Various Items 

Christians facing backlash from Anti-Islam Film

Christians in countries rocked by violent demonstrations over a film deemed offensive to Islam are concerned that Muslim anger could turn against them.
 

report by
Barnabas Fund


 
Muslim riotsWe are afraid the anger will engulf us.

Christians in countries rocked by violent demonstrations over a film deemed offensive to Islam are concerned that Muslim anger could turn against them, as a Bible is burned at a protest in Egypt, and Christians face harassment and threats.

The backlash to a YouTube trailer of the US-made film, Innocence of Muslims, has hit around 20 countries, with protestors primarily targeting US embassies. Many of the flashpoints are places where Christians are a vulnerable minority and already under intense pressure from radical Muslims. Christians in these counties tend to be associated with the West because of their faith and are therefore liable to be targets for those seeking vengeance against the US.
 
There are particular concerns for Christians in Egypt after a Coptic Christian living in the US was said to be a key figure behind the film. Innocence of Muslims, which portrays Muhammad as fraudulent and depraved,was directed by the US-based Israeli film maker Sam Bacile, but the exact involvement of other named parties is not clear. Allegations that Copts had helped to finance the film have also inflamed tensions.
 
Eric Trager of the Washington Institute for Near East Policy said:
Islamists’ use of this idea that Copts were behind it was apparently effective in drumming up support for those attacks.
During a demonstration in front of the US Embassy in Cairo last Tuesday (11 September), Muslim cleric Abu Islam tore and burned a Bible in front of thousands of Muslim protestors, threatening, “Next time I will urinate on it.”
 
Christian groups in Egypt have been quick to denounce the film amid fears that Muslims will vent their anger against Christians.
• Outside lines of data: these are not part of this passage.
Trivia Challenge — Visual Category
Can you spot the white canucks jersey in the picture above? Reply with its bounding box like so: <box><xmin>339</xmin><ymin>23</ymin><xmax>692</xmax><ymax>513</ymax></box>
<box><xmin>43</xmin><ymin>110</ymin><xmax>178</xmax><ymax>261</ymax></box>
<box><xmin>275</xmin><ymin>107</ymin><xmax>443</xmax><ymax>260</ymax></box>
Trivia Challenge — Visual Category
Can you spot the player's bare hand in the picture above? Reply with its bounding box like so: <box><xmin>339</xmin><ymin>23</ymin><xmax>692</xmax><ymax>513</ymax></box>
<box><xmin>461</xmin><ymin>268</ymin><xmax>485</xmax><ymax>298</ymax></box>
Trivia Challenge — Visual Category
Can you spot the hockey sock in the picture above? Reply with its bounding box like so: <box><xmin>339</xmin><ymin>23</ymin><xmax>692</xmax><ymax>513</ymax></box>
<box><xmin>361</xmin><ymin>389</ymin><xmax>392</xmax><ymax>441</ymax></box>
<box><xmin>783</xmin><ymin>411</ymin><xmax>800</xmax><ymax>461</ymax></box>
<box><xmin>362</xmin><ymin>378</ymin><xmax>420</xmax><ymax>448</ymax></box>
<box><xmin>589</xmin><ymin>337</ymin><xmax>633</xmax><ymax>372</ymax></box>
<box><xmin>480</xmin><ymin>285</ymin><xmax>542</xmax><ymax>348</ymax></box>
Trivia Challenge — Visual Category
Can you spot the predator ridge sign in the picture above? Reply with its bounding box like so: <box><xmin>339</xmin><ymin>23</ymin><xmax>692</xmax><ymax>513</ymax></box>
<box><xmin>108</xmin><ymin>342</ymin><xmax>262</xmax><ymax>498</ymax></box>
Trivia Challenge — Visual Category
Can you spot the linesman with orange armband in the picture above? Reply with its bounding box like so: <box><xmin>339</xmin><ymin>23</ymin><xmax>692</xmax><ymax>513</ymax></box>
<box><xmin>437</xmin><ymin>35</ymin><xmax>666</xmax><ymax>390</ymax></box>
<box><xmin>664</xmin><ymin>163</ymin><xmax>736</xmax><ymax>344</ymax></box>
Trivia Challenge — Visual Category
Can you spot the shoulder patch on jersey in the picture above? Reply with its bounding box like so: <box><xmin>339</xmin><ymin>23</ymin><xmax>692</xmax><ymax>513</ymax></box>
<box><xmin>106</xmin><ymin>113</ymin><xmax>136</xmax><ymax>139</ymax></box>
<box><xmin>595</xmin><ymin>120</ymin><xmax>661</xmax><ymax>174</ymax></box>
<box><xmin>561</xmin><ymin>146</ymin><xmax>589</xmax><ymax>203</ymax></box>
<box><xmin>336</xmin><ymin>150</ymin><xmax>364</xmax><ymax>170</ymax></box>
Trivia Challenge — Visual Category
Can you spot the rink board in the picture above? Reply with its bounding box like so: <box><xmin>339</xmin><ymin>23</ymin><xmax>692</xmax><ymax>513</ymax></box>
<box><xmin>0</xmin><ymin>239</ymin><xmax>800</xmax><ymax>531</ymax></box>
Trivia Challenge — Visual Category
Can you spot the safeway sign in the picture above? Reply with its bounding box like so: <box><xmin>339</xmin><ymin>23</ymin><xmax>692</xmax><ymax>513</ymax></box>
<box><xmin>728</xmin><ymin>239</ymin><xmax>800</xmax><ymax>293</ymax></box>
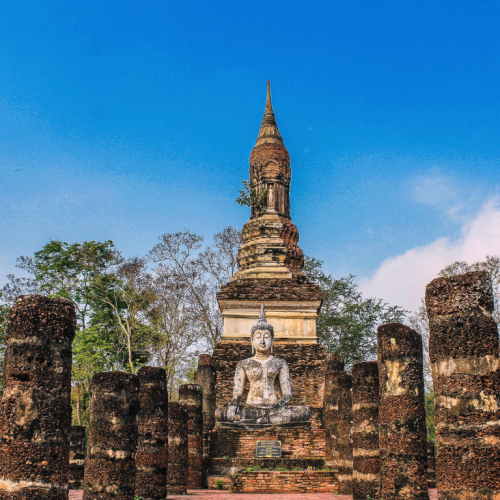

They have even staged their own peaceful demonstrations against Innocence of Muslims as well as joining a Muslim sit-in protest.
 
One Christian man, Monier Hanna, said he saw two Christian women in Helwan being harassed over the film by Muslim men last week: “They were telling the women they are responsible for the film.”
A Christian journalist in the country, Caroline Kamel, wrote in an Egyptian newspaper on Friday (14 September) that she and her family had come under attack at a bus station in Cairo and another city as a result of Innocence of Muslims.
 
Threats have been made against Christians in Sudan, which has seen some of the most violent protests. Muslims descended on the German and US Embassies in Khartoum on Friday following a call by a prominent cleric on state radio for them to do so.
Islamic violence against the film began on 11 September with attacks on the US embassy in Cairo and US consulate in Benghazi, Libya, in which US Ambassador Chris Stevens and three other Americans were killed.
 
Protests spread to other Arab countries, including attacks on US embassies in Tunisia and Yemen, before going global, as imams urged their congregations during Friday prayers to defend their faith. On Saturday (15 September), two US marines were killed in a Taliban assault on Camp Bastion in Afghanistan. Violent clashes have broken out elsewhere in Afghanistan and also in Pakistan, Indonesia and the Philippines. Protests have taken place in London, other European capitals and Sydney, Australia.

 
“Very dangerous” repercussions

 
The reaction to Innocence of Muslims is reminiscent of the violent backlash to the Danish cartoons in 2005. But the world has changed significantly since then, with a greatly emboldened Islam emerging from the Arab Spring, making these protests all the more dangerous.
 
In an apparent bid to prevent further attacks on US embassies and consulates, Secretary of State Hillary Clinton denounced the film ahead of Friday prayers last week. Describing it as “disgusting and reprehensible”, she said, “The United States government had absolutely nothing to do with this video. We absolutely reject its content and message.”
 
But the demonstrations have continued, and the whole episode could have lasting global ramifications.
 
Ahmed Khalil, a senior leader in Egypt’s Salafist al-Nour party, which has been heavily involved in the protests, called for the US government to ban broadcast of the film and issue an official apology for its content. He said that the actions of “certain US citizens” who produced the film could jeopardise Washington’s relations with the entire Muslim world.
 
And on Monday (17 September), the leader of Lebanon ’s Hezbollah, Sheikh Hassan Nasrallah, said the US faces “very dangerous” repercussions if it allows the full video to be released. He described it as the “worst attack ever on Islam” and said the world did not understand the “breadth of the humiliation” caused.
 
Ongoing enmity between Muslim-majority lands and the US would put Christians in the former countries at increased and sustained risk at a time when they are already in an extremely vulnerable position.


Ed footnote: Sydney, Australia has suffered from violent and riots as part of the 'global outrage'.